Re: They toooock ewre joohbs!!!
Except it has everything to do with wages! In 1990 a friend purchased a house worth a little over $50,000 NZ. On even a 10 year mortgage he barely noticed the payments. Same house is nearly $500,000 now, but the wages have not risen to match.
Wages in general track inflation. From OECD data, average wages have increased from NZD 31K in 1990 to NZD 68K in 2019 in NZ (2.2x), and £14K to £36K (2.6x) in the UK. Over that period UK consumer prices increased by around 2.4x.
Over that same period average house prices (in USD for convenient comparison) have increased from $25K to $126K (NZ) and $21K to $115K (UK), in both cases a factor of approx 5x. The problem with housing affordability is not related to wages, it is related to house prices increasing well beyond inflation.
You didn't do much reading before posting did you? Try pretty much any newspaper, food bank, economist (yes even they sometimes get some minor stuff right), budget advisor, shop owner, supermarket owner, butcher/greengrocer, ice-cream seller... There's a lot of cheap stuff that does hide the full impact , but the information is so readily available it'd be hard not to see it.
I did plenty of reading, which is why I posted facts from the OECD, not hand-waving arguments like "ask an ice-cream seller".
[citation needed]
All the data you need is at https://data.oecd.org/
Here's one that (on a brief skim read) shows otherwise.
So, you went to a web site for an organization that relies on showing high poverty levels, and found a statement that claims increasing poverty. Hardly surprising.
The information is NOT hard to find.
Indeed, or at least the facts aren't. If you look for them.
Perhaps you can provide a citation for this "OECD data" that you claim shows otherwise?
Try the OECD, it's the obvious place to get OECD data! For example this chart has many variants which show that poverty levels in the UK are stable, or even decreasing.
Look at the schemes to provide food to kids in schools because the parents can't always afford to provide them with lunch. This was almost entirely unheard of in 1990
Hardly. When I went to school in the 60s and 70s we took our lunch money in each week to get canteen tickets, and we all knew which kids qualified for free meals.
Take a look around at the % of the population who do go out for a movie/show each week (if you can find any theatres left) or even each month - the numbers have dropped considerably
Hmm, so when it's hard to find a theatre, fewer people visit them. No shit, Sherlock!
How many of those 'poor' people don't go because they prefer to use their Netflix subscriptions to watch on their 60" flat-screen TVs at home instead?
I'm not in my 50s, and I had a much better standard of living back in the 90s, and the same can be said for most people I know
That's unfortunate for you, but it isn't the case for most people I know in that age group, who have better cars, better holidays & more meals out than they did in the 1990s.
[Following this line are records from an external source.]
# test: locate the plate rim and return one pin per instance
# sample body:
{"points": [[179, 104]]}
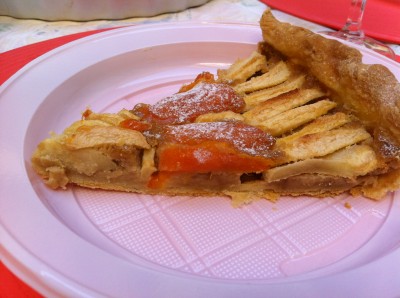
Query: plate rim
{"points": [[5, 234]]}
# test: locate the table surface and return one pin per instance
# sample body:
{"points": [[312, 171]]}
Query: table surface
{"points": [[15, 33]]}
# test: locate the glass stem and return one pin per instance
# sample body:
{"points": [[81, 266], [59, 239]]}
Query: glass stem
{"points": [[354, 19]]}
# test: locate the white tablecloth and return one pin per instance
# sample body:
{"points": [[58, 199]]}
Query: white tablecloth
{"points": [[15, 33]]}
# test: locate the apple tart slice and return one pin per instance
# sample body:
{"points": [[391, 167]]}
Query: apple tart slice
{"points": [[299, 116]]}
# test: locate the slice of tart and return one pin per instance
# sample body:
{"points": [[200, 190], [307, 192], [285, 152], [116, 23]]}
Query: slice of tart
{"points": [[300, 116]]}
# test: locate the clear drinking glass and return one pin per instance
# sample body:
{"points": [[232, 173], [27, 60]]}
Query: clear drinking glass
{"points": [[352, 31]]}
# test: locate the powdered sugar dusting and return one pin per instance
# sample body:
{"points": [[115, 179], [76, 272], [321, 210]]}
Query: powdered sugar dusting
{"points": [[203, 98], [242, 137]]}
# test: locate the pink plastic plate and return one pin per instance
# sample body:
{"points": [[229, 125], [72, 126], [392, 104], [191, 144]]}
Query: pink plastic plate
{"points": [[81, 242]]}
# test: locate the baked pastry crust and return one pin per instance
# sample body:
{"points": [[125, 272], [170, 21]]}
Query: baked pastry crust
{"points": [[302, 115]]}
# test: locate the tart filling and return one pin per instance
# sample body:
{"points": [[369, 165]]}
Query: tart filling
{"points": [[299, 116]]}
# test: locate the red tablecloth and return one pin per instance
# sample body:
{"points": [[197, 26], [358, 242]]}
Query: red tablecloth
{"points": [[10, 285], [12, 61], [381, 17]]}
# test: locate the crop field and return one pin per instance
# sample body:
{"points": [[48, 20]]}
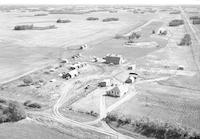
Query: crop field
{"points": [[26, 129], [32, 46], [165, 104]]}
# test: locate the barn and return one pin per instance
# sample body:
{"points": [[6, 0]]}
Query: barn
{"points": [[105, 83], [162, 31], [113, 59], [117, 91]]}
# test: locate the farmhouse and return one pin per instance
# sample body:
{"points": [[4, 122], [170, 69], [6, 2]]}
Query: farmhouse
{"points": [[113, 59], [70, 74], [83, 46], [162, 31], [130, 79], [77, 66], [131, 67], [133, 74], [117, 91], [105, 83]]}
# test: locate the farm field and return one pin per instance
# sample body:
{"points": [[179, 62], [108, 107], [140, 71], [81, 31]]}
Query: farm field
{"points": [[26, 129], [124, 73], [34, 48]]}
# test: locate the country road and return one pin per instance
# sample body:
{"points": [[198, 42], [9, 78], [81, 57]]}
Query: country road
{"points": [[190, 29]]}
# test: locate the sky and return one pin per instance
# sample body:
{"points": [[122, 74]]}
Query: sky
{"points": [[133, 2]]}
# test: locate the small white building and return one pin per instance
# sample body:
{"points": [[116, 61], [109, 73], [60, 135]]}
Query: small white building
{"points": [[71, 74], [113, 59], [132, 67], [130, 79], [105, 82], [77, 66], [64, 61], [162, 31], [83, 46], [117, 91]]}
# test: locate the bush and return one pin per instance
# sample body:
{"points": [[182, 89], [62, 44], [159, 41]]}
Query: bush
{"points": [[153, 130], [176, 22]]}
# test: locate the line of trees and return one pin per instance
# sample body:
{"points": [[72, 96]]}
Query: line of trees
{"points": [[152, 129], [11, 111]]}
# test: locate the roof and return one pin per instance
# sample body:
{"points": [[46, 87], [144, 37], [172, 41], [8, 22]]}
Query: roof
{"points": [[73, 72], [120, 88]]}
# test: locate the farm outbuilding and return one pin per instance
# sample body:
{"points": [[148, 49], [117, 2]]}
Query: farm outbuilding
{"points": [[130, 79], [105, 83], [133, 74], [70, 74], [162, 31], [131, 67], [77, 66], [83, 46], [117, 91], [113, 59]]}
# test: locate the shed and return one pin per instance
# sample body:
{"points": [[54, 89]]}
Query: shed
{"points": [[83, 46], [70, 74], [105, 83], [162, 31], [131, 67], [117, 91], [113, 59], [130, 79], [133, 74]]}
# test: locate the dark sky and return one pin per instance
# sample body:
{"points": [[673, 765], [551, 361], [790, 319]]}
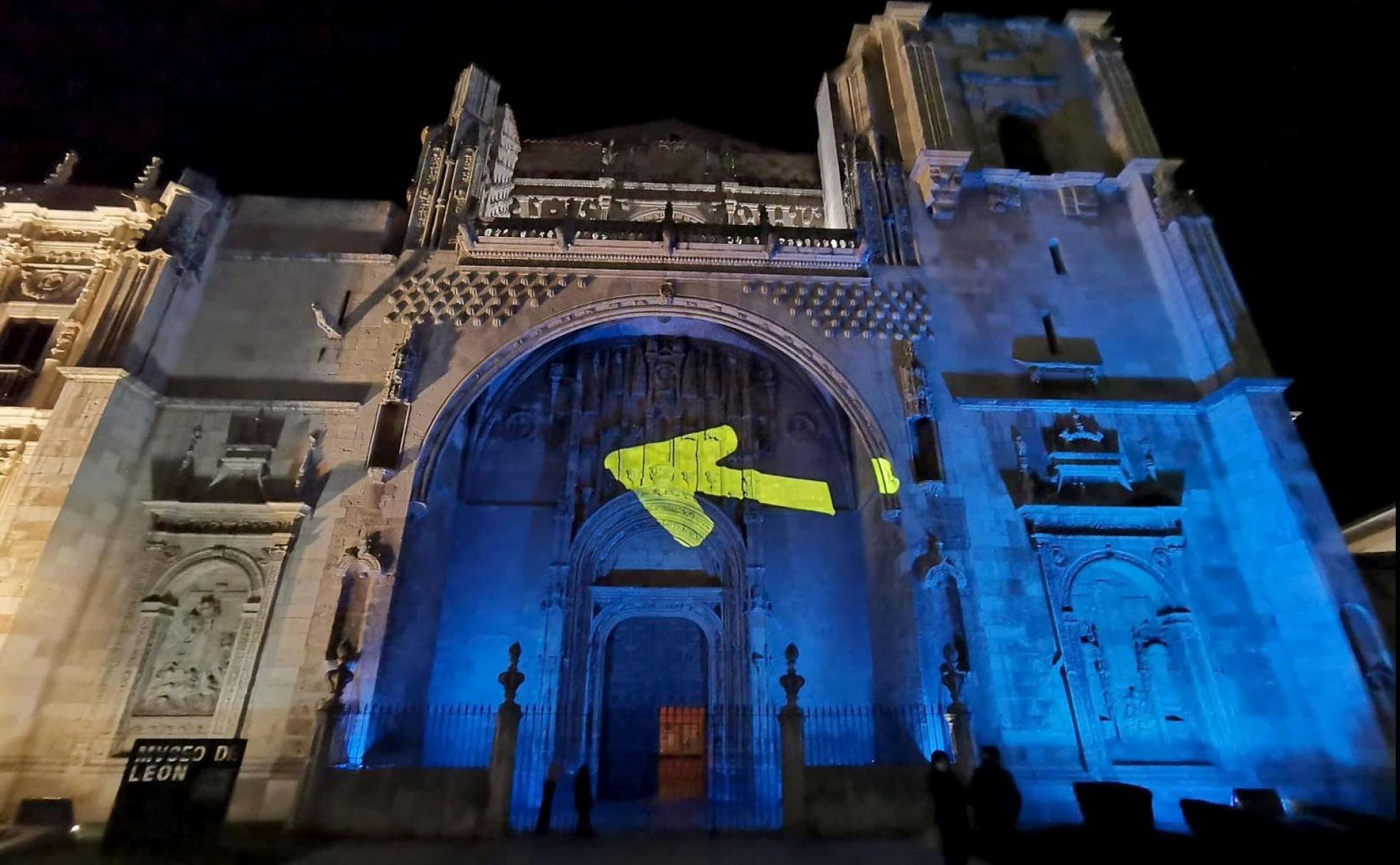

in the 90s I could get a mortgage with a 0% or at most 5% deposit, while also much lower prices. So a $60,000 3brm house + decent yard, 5% deposit is $3,000.
Yes, I bought my first house for £30K in 1985, with a mortgage that was around 2.5x my salary. Today it would be much more difficult, but that's because house prices have far outstripped inflation so even my good salary today would make it less comfortable. That is a housing problem, not a wages problem.
Given the level of your research, and your "I'm one of the lucky ones so no one else matters" last paragraph, I'm not surprised you posted AC!
Would it really have made a difference if I'd posted as "Ben Jones", or as "Alphonse Colquhoun-Smythe"? If so you should perhaps rethink your own preconceptions.
As for research, I've done plenty, over many years. I always prefer to post from facts, not from tabloid hearsay.